As expected, a 2019 paper by three researchers with the Chicago Federal Reserve Bank found:

a significant and persistent causal effect of the HOLC maps on the racial composition and housing development of urban neighborhoods. These patterns are consistent with the hypothesis that the maps led to reduced credit access and higher borrowing costs which, in turn, contributed to disinvestment in poor urban American neighborhoods with long-run repercussions.

What Hoffman, Shandas, and Pendleton establish in their paper is that this racially influenced mapping has also had real climate consequences.  Urban heat islands are not just randomly distributed through an urban area—they are more often than not located in redlined areas.  And those extra degrees of heat have real health and financial consequences. As Hoffman explains, the impact on residents of those heat islands is serious and wide-ranging:

“They are not only experiencing hotter heat waves with their associated health risks but also potentially suffering from higher energy bills, limited access to green spaces that alleviate stress and limited economic mobility at the same time,” Hoffman said. “Our study is just the first step in identifying a roadmap toward equitable climate resilience by addressing these systemic patterns in our cities.”

Redlining and climate change

Hoffman, Shandas, and Pendleton condensed the 239 HOLC maps into a database of 108 US cities.  They excluded cities that were not mapped with all four HOLC security rating categories and in some cases had to remove overlapping security rating boundaries, or merge them because they were drawn in different years.  The map below shows the location of the 108 cities.

They then used land surface temperature (LST) maps generated in summer months between 2014 and 2017 to estimate land surface temperatures in all four color-coded neighborhoods in each of these 108 cities to determine whether there was a relationship between LST and neighborhood rating in each city.

They found that present-day temperatures were noticeably higher in D-rated areas relative to A-rated areas in approximately 94 percent of the 108 cities.  The results are illustrated below.
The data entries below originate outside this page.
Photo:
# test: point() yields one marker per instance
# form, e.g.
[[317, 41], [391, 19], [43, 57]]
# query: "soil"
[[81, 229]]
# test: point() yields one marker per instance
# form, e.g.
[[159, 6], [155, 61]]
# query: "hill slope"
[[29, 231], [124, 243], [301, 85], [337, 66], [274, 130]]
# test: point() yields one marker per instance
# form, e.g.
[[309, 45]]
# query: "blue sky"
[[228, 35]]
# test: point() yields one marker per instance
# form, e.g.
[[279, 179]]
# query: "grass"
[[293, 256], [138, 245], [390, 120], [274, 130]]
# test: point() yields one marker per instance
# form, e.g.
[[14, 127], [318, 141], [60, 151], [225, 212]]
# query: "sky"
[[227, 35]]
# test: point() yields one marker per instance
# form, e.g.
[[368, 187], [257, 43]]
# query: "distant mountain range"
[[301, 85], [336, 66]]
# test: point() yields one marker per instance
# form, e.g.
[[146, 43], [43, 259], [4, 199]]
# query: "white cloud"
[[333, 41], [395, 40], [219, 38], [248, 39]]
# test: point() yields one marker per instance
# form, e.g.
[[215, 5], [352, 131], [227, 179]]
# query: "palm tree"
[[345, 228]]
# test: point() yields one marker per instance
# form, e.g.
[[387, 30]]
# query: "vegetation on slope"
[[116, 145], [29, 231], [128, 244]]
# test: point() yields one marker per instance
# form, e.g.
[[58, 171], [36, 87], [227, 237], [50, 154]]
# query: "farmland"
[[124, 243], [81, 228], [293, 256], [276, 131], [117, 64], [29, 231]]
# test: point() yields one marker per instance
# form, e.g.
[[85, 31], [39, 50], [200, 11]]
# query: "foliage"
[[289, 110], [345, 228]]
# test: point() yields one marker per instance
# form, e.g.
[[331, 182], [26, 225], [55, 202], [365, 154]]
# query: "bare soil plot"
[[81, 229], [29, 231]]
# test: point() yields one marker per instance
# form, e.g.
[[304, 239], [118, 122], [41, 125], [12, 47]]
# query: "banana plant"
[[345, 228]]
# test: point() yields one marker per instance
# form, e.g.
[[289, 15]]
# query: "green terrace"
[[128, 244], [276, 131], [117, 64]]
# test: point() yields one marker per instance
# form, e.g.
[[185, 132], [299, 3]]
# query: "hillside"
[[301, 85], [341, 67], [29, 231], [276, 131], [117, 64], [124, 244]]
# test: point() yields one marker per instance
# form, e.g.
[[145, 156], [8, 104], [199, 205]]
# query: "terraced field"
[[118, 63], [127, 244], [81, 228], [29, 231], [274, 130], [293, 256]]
Figure a shows the LST difference between ranked neighborhoods for the country as a whole.  The four other figures do the same for each designated region of the country.

Portland, Oregon and Denver, Colorado had the greatest D to A temperature differences, with their D-rated areas some 7 degrees Celsius warmer than their A-rated areas (or some 13 degrees warmer in Fahrenheit).  For the nation as a whole, D-rated areas are now on average 2.6 degrees Celsius warmer than A-rated areas. Thus, as the authors note, “current maps of intra-urban heat echo the legacy of past planning policies.”   Moreover,

indicators of and/or higher intra-urban LSTs have been shown to correlate with higher summertime energy use, and excess mortality and morbidity. The fact that residents living in formerly redlined areas may face higher financial burdens due to higher energy and more frequent health bills further exacerbates the long-term and historical inequities of present and future climate change.

As this study so clearly shows, we are not all in the same boat when it comes to climate change; racial and class dimensions matter.  The poor and people of color are disproportionately suffering the most from global warming largely because of the way racism and profit-making combined to shape urbanization in the United States.  But this is only one example.  A transformative Green New Deal must bring to light the ways in which this dynamic has shaped countless other processes and embrace and support the struggles of frontline communities, economic and climate.